As we deliver our National Strategy for Economic Transformation – we will prioritise those policies and actions with the greatest potential to transform Scotland's economy.
For example, we need to help parents to access more and better paid work so childcare provision has a vital role to play here, particularly when integrated with other local services. Ensuring we find the fiscal headroom to expand our childcare offer will be a key part of our approach.
This brings me to our third and final pillar and that's maintaining and developing our strategic approach to tax policy.
The most recent forecasts show that tax devolution will add an extra £574 million to the Scottish Budget in 2023-24, increasing to almost £1.7 billion by 2027-28.
The tax policy choices of the Scottish Government are, however, limited by the current devolution settlement. The revenue for the Scottish Budget is heavily reliant on Scottish Income Tax, which is only partially devolved.
I currently do not hold all the levers necessary to make the Scottish tax system work in the most effective way.
There are, however, choices for this government around who and what to tax, and by how much.
Scotland already has the most progressive tax system in the UK. Ensuring that the burden of taxation is placed on those with the broadest shoulders will continue to be the cornerstone of our approach.
I commit today to publishing an updated tax strategy alongside the next MTFS, which will build on the principles we set out in the Framework for Tax in 2021. In order to support this work, I will also chair an external tax advisory group to ensure our future tax strategy is informed by a broad range of views.
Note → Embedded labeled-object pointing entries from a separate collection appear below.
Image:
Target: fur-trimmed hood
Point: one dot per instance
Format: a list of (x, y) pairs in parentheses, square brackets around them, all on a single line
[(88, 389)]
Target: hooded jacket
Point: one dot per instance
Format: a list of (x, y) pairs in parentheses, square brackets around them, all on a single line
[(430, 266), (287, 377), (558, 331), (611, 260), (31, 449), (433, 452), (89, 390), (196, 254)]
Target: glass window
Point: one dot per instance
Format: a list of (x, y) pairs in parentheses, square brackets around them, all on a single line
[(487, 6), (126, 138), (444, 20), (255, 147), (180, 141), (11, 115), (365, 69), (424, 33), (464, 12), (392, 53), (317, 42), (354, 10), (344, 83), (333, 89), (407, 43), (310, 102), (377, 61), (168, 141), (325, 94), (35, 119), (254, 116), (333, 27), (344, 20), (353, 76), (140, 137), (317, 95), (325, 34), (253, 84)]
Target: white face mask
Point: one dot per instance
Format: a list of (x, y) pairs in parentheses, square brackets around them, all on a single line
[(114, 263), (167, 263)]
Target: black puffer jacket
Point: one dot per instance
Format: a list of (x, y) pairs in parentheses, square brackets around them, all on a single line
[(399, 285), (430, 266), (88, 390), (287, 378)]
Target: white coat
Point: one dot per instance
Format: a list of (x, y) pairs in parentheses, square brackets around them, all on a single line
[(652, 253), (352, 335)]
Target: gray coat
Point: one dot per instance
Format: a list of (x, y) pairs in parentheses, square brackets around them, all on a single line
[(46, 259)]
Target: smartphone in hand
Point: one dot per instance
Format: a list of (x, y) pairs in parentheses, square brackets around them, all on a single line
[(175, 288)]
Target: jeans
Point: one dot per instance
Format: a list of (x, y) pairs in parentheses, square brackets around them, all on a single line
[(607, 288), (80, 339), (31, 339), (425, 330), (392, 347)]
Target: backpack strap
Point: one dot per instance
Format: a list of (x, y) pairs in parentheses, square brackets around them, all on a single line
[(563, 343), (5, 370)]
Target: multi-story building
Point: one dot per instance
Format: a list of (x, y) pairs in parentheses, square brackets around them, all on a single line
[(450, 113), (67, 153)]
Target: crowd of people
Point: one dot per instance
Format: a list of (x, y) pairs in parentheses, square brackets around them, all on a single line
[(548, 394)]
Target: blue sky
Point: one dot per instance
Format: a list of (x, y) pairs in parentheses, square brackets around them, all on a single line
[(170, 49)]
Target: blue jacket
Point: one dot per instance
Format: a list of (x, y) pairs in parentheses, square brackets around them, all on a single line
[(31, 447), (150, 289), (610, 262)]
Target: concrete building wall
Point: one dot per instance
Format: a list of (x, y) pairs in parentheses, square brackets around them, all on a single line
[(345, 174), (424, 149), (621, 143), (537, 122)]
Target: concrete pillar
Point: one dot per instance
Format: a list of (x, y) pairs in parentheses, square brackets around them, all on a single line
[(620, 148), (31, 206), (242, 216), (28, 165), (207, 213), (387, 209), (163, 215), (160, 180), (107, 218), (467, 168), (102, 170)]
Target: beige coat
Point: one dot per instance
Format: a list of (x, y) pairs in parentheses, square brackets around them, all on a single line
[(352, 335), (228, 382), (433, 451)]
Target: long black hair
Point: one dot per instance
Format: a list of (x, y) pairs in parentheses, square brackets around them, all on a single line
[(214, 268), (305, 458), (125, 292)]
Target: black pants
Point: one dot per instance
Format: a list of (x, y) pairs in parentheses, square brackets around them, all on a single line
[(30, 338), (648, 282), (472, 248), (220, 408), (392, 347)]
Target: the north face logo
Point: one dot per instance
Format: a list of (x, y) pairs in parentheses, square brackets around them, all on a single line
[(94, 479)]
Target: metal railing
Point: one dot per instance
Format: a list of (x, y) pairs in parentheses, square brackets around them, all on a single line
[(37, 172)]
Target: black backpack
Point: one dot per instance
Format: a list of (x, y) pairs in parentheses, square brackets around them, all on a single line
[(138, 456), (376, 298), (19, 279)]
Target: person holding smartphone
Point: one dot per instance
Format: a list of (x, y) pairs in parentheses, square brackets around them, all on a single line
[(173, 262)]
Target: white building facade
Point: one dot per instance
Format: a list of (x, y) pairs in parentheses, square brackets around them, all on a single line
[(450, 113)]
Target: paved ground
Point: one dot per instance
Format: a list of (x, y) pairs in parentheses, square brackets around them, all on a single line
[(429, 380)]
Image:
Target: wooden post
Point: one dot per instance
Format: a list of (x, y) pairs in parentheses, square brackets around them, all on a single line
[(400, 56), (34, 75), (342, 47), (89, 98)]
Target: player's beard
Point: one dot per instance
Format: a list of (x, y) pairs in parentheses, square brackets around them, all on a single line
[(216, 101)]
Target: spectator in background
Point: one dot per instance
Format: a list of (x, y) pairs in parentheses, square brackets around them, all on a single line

I recognise that this parliament is at its best when we work together. I therefore wish to take this opportunity, given the scale of the challenge, to invite my colleagues from across the chamber to work with me in identifying how we can advance the three pillars of this strategy.
Presiding Officer, these are incredibly challenging times, not helped by the limited levers at my disposal, or the actions of the UK Government.
However, I am committed to taking the tough decisions required to deliver focused, ambitious and affordable measures which protect our environment, promote business growth and improve wellbeing through the reduction of poverty for the people of Scotland.
The MTFS sets out how we will manage our public finances over the medium term to ensure we deliver on these key priorities for Scotland’s people.
In doing so, we will continue to make the very clear and compelling case for Scotland to have the key fiscal powers and levers that other countries have to enable us to meet the fiscal challenges now and into the future.